There were plenty of monkeys around, even around the hotel Dad and I were heading off fishing for the day and my Mum turned the TV on, which she had been watching the night before, and there was no reception. Later that morning, whilst we were fishing, she asked at the reception desk, and they got a mechanic in to have a look. It turned out that Monkeys had stolen the satellite dish!!

Christmas Eve turned out to be a very special one as our taxi driver, Kamal, and his family joined us for the safari - his wife Priyanka, his daughter Prishani and son Shehan. You couldn’t find a friendlier family and after the safari we had a great Christmas Eve gala dinner at our hotel with them, with a few beers afterwards!



On Christmas morning we went fishing (as you do!). Kamal took us to a river, so we took an LRF rod along with us to see if we could catch some new species. It only took 30 seconds or so for Dad to catch his first fish, which was only a few ounces, but it was certainly a new species. He dropped it back in the water whilst I was getting the camera out, then he saw the head of a Crocodile of about 10ft long loom up from the murky water and engulf the fish! He didn't have much chance of landing it on an LRF rod! Frustratingly, we didn’t get a picture of the fish - so we still don’t know what it was!

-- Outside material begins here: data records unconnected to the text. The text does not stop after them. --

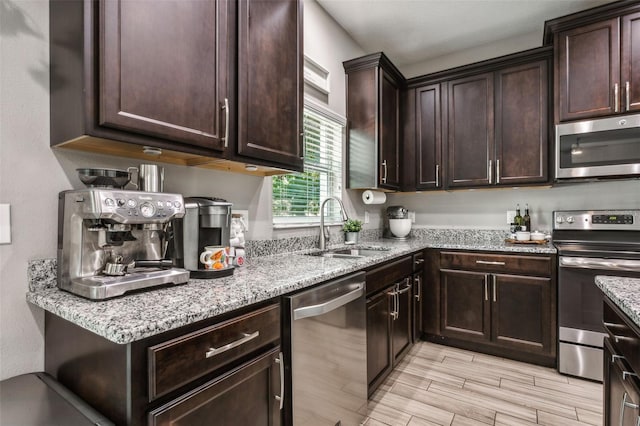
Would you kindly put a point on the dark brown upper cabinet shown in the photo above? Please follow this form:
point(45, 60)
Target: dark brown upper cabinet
point(470, 129)
point(161, 75)
point(480, 125)
point(428, 137)
point(179, 76)
point(270, 95)
point(596, 61)
point(373, 122)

Just a few minutes later, we heard something running behind us along the road. We didn’t look behind at first, thinking it was a stray dog, which there were plenty of, but then, I looked around and it turned out to be a huge Monkey, probably about 4ft long! It missed us by a couple of feet and continued to run along the road for another 20m or so before disappearing behind the rocks!

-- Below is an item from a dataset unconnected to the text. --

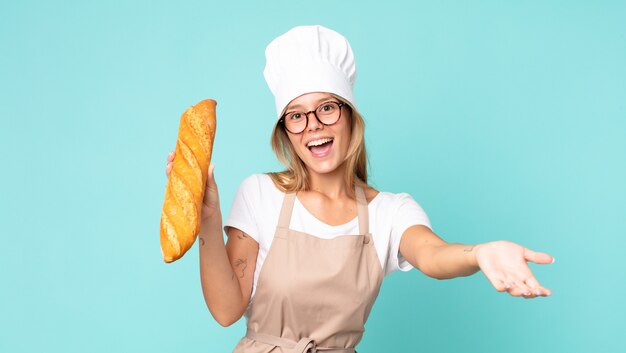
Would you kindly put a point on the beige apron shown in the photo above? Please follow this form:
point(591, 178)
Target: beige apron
point(313, 294)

Anyway, we moved after half an hour as we hadn’t had any interest since Dad hooked the Crocodile. We went to the estuary of another river, which was an amazing setting to fish in - there were Elephant footprints in the sand and loads of monkeys - on the other side of the river this time! There were many different types of birds, especially Kingfishers, including the Pied Kingfisher. We caught a new species for us both here (which I’m yet to find the name of), and I also landed a small GT on a crankbait.

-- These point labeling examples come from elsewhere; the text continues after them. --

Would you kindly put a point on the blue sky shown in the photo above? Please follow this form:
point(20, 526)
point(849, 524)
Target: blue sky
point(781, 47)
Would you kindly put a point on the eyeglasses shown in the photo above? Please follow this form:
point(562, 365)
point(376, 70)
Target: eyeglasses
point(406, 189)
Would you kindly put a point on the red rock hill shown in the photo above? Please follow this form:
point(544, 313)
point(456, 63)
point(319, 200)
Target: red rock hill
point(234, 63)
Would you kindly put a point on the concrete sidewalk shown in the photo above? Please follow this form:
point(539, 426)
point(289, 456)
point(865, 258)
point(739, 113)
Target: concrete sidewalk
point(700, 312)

We had a fantastic time in Kirinda, and we really enjoyed our stay at Elephant Reach Resort and fishing with Nico. Both Nico and his mate Achila were brilliant and Nico was arguably the best guide we’ve ever fished with - his knowledge and experience of fishing for a multitude of species all across the world is mind-blowing! Not only that, he's a great guy, very friendly and very helpful.